Adding D Editor Support

Nick Sabalausky a at a.a
Fri Jun 20 01:36:03 PDT 2008


"Ty Tower" <tytower at hotmail.com> wrote in message 
news:g3fg35$1t3l$1 at digitalmars.com...
> Georg Wrede Wrote:
>
>> John A. De Goes wrote:
>> > Looks great! I'll add it to the templates. All the examples so far
>> > have used block-aligned styling:
>> >
>> > a { }
>> >
>> > In Java, for example, the most popular convention by far is to place
>> > the opening brace at the end of the preceding line. Are the examples
>> > I've seen representative of the more popular conventions within the D
>> > community?
>>
>> Most of programming examples you can see in textbooks (and of course on
>> many web sites) use the brace-at-end-of-line. People who've learnt to
>> program from them get used to the "look", and then of course perceive it
>> as prettier.
>>
>> Now, there are a couple of (rational) reasons for this custom. One is,
>> in short examples it is nice to have the entire code snippet as short as
>> possible, so that you can view some of the explaining text both before
>> and after the code snippet at a glance.
>>
>> The other reason is, in textbooks there's a scarcity of dead wood. The
>> publisher has to enforce brevity, and this is (from his POV) an
>> unobtrusive way to achieve much of it.
>>
>>
>> In an environment where yuou aren't constrained by space, it soon
>> becomes practice to use the braces-on-own-lines convention. It uses more
>> space, but if your screen has a resolution that allows it, then you
>> don't care.
>>
>> Code with braces on their own lines is more manageable. One can grep for
>> opening/closing braces, programs get clearer to grasp at a glance, etc.
>> (Yes I know, now 500 people are going to contest my position. All I can
>> say is, what one is used to looks clearer and more natural. But I'm
>> talking a bigger perspective here.)
>>
>> On a 25-line monitor I'd use the brace-at-end convention, too.
>>
>> Oh, and the end result: I see no significan difference between C, C++,
>> Java, and a few other languages, versus D, in the choice of bracing.
>> It's mostly just a programmer preference. And both are used.
>
>
> Quote from George
> "The other reason is, in textbooks there's a scarcity of dead wood. The
> publisher has to enforce brevity, and this is (from his POV) an
> unobtrusive way to achieve much of it."
>
> Well George if this is good and valid info I will eat my hat.
> Puts the credibility of the rest of your writing in doubt.
>
> Pick up most programming texts and they are crammed with
> "Here is what this chapter will teach you"
> "Here is a load of unnecessary garbage"
> "Here is the guts of it"
> "Here is what you have learnt in this chapter"
> "Here's what we will cover in the next chapter"
>
> and so on , so there is not much care about brevity that I have seen!
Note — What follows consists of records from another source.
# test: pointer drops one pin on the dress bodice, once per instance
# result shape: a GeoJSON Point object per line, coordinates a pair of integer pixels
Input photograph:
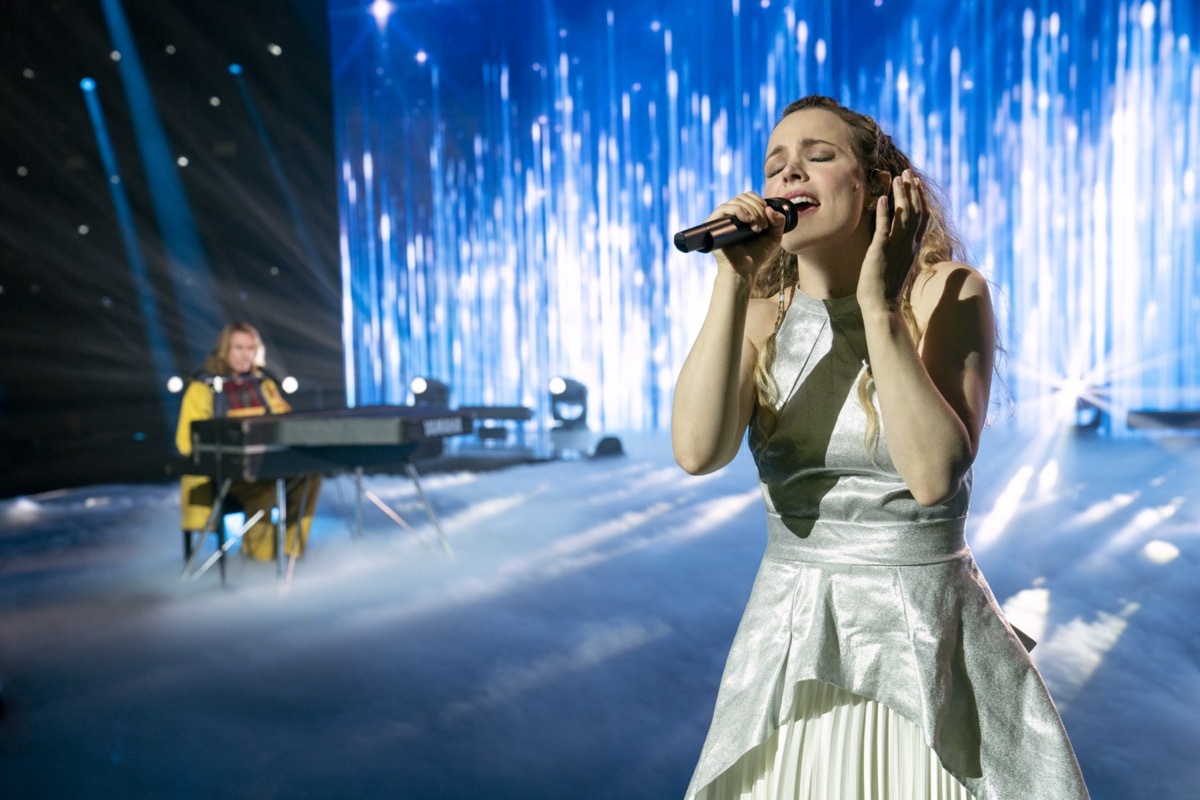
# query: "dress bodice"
{"type": "Point", "coordinates": [813, 458]}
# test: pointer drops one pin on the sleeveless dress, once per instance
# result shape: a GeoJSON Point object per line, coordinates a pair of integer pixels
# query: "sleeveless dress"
{"type": "Point", "coordinates": [871, 656]}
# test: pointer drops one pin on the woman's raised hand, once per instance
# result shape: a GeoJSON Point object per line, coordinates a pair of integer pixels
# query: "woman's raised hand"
{"type": "Point", "coordinates": [895, 244]}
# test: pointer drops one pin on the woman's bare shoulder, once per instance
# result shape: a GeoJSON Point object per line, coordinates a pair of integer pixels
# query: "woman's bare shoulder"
{"type": "Point", "coordinates": [761, 316]}
{"type": "Point", "coordinates": [946, 282]}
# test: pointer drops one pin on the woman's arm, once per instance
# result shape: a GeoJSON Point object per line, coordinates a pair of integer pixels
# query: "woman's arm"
{"type": "Point", "coordinates": [933, 398]}
{"type": "Point", "coordinates": [197, 404]}
{"type": "Point", "coordinates": [714, 394]}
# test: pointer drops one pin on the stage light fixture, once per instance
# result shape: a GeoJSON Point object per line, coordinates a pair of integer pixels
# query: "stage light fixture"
{"type": "Point", "coordinates": [569, 402]}
{"type": "Point", "coordinates": [430, 391]}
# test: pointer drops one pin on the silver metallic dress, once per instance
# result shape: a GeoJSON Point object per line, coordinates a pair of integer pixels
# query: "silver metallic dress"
{"type": "Point", "coordinates": [868, 590]}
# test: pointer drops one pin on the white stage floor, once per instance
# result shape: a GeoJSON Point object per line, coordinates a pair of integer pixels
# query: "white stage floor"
{"type": "Point", "coordinates": [570, 649]}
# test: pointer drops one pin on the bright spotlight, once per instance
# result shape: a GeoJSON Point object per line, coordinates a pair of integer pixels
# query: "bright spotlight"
{"type": "Point", "coordinates": [381, 10]}
{"type": "Point", "coordinates": [569, 402]}
{"type": "Point", "coordinates": [430, 391]}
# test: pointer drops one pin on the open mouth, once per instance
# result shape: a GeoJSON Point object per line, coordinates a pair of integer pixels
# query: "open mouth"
{"type": "Point", "coordinates": [804, 203]}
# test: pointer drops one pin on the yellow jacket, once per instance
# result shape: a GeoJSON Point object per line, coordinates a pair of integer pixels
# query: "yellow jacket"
{"type": "Point", "coordinates": [198, 403]}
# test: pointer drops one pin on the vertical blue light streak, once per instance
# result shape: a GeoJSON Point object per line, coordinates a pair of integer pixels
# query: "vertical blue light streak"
{"type": "Point", "coordinates": [532, 184]}
{"type": "Point", "coordinates": [148, 304]}
{"type": "Point", "coordinates": [185, 256]}
{"type": "Point", "coordinates": [301, 228]}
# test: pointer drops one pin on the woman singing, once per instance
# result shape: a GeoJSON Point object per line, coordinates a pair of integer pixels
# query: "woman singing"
{"type": "Point", "coordinates": [873, 661]}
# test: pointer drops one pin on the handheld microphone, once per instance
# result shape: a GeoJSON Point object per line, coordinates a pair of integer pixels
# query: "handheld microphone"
{"type": "Point", "coordinates": [724, 232]}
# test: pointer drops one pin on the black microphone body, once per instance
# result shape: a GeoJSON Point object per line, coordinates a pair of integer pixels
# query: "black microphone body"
{"type": "Point", "coordinates": [724, 232]}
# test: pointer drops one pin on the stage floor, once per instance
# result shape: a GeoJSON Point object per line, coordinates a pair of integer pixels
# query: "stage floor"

You know, that's actually an interesting point. I wouldn't put it quite so 
harshly, but I have seen a lot of programming books that do have a lot of 
what I would consider to be fluff (and I don't mean sidebar text (that can 
be interesting), but rather some of the things Ty points out. For instance, 
you can see what a chapter covers just by skimming through it). So in a way, 
it does seem a little odd that there tends to be fuss over code length (I 
can understand limited horizontal space though) when there's all of that 
other, IMHO, redundant/superfluous stuff.